Experimental+poet+Hank+Lazer%E2%80%99s+word+event+on+Friday+encouraged+readers+to+combine+written+word+with+action+at+the+Smith+Gallery.
Christopher Deverell
Experimental poet Hank Lazer’s word event on Friday encouraged readers to combine written word with action at the Smith Gallery.

As part of Hughlene Bostian Visiting Writers Series, a poet took an unconventional approach to a reading on Friday by performing the work using both words and motion in the Catherine J. Smith Gallery of the Schaefer Center.

Hank Lazer is known for his experimental poetry and was nominated for the 2005 Pulitzer Prize. In addition to the poetry reading, which 15 Appalachian State University students assisted in, Lazer gave a lecture about his work and craft Thursday.

Students were handed scripts at the beginning of the event and told that they had the freedom to contribute to how they saw the event.

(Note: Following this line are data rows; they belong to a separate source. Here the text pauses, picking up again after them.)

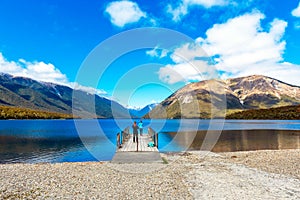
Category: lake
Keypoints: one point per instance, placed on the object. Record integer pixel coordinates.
(35, 141)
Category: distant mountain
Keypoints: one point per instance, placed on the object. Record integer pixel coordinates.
(138, 113)
(28, 93)
(251, 92)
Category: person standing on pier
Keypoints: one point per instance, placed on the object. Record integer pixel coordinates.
(135, 132)
(140, 125)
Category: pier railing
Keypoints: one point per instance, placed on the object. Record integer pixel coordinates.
(154, 136)
(122, 137)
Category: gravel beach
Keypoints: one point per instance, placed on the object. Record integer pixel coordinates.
(191, 175)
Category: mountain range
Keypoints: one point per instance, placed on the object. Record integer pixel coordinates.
(27, 93)
(138, 113)
(251, 92)
(195, 100)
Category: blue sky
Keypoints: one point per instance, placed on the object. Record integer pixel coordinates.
(48, 40)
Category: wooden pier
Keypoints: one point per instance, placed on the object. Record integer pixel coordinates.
(137, 152)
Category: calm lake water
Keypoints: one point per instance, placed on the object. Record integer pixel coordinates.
(33, 141)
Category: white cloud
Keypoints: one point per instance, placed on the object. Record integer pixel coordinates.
(41, 71)
(243, 47)
(238, 47)
(296, 11)
(124, 12)
(185, 5)
(190, 65)
(157, 52)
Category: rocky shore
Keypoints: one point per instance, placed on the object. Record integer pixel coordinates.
(191, 175)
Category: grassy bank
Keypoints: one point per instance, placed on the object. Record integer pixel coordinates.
(7, 112)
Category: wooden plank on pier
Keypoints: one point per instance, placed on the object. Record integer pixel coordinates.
(130, 146)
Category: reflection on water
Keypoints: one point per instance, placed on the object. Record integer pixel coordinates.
(234, 140)
(15, 149)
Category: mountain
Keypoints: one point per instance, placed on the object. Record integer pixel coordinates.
(138, 113)
(251, 92)
(282, 113)
(28, 93)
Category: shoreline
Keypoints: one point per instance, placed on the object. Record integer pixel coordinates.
(272, 174)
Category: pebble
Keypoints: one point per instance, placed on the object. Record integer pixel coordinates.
(193, 175)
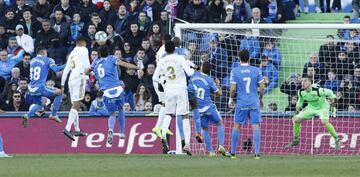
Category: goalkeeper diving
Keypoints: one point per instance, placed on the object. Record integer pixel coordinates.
(319, 100)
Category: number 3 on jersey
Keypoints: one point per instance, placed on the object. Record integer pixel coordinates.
(171, 72)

“First confession, I have no idea what I am doing,” Lazer said at the beginning of the reading.

A unique aspect of Lazer’s work as an experimental poet is how he writes his poetry, scattering it all over the page in shapes and patterns instead of organizing it in a certain design. Students were invited to read with Lazer at the event and recreate his poems in person.

Experimental poet Hank Lazer’s word event on Friday encouraged readers to combine written word with action at the Smith Gallery.
Experimental poet Hank Lazer’s word event on Friday encouraged readers to combine written word with action at the Smith Gallery. Photo credit: Chris Deverell.

 

Appalachian State University graduate and reading attendee Connor Childers said Lazer’s poetry presents a mastery in the art of attention and precision.

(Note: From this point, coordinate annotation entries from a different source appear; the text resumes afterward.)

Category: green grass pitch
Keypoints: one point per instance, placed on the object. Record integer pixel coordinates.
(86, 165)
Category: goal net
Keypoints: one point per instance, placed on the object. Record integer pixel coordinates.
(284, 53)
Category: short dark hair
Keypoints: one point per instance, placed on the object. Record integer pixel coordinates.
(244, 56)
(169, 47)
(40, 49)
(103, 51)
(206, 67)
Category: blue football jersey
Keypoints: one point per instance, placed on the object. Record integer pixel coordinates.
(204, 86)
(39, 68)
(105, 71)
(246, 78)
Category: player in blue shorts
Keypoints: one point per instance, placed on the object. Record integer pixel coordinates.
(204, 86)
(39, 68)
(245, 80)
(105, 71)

“Each of his hand-written shape poems are one-off improvisations composed of thought and sound,” Childers said. “The act of writing each page becomes a kind of playground for language in real-time. His writing is rich in philosophical complexity and emotional depth while sticking to simple language.”

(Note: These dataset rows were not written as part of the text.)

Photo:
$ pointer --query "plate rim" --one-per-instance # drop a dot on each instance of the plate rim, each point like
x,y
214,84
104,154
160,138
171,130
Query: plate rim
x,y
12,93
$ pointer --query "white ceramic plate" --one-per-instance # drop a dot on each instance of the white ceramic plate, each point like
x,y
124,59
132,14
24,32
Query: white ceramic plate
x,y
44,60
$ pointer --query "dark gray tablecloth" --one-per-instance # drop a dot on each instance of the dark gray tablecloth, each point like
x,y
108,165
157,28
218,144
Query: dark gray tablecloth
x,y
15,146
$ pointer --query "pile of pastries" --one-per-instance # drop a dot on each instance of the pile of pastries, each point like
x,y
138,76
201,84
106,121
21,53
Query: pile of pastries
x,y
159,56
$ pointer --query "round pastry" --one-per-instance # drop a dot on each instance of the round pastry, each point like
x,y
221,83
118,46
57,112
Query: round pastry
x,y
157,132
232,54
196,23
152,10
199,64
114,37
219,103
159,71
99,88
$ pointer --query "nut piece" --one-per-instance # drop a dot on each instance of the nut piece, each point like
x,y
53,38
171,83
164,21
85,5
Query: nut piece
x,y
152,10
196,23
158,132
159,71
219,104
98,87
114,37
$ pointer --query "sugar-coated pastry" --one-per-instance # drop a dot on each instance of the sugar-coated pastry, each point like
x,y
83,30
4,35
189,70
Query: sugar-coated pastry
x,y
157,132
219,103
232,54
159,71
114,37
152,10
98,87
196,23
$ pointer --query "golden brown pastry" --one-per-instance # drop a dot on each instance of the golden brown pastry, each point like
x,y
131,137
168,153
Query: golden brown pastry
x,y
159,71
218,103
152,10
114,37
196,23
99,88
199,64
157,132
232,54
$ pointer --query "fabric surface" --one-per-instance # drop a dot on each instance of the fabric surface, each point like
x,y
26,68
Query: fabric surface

The word event was invented by Lazer after he became “unsatisfied with poetry readings,” and after poetry readings had become absurd to him, the poet said.

Reading participant at Appalachian graduate Sam Lineberger first learned of Lazer in a course taught during summer sessions.

“Poetry events are usually constrained to a strict listener and reader relationship, but the word ‘event’ opens the words in more directions as well as providing a launching point and creative plateau from which even more collaborations and forms could possibly emerge,” Lineberger said.

The reading was hosted by professors Nathan Hauke and Kirsten Jorgenson who curated the Visiting Writers Series for the 2014-15 academic year.

The next Visiting Writer’s event will be a reading by Roxane Gay April 16.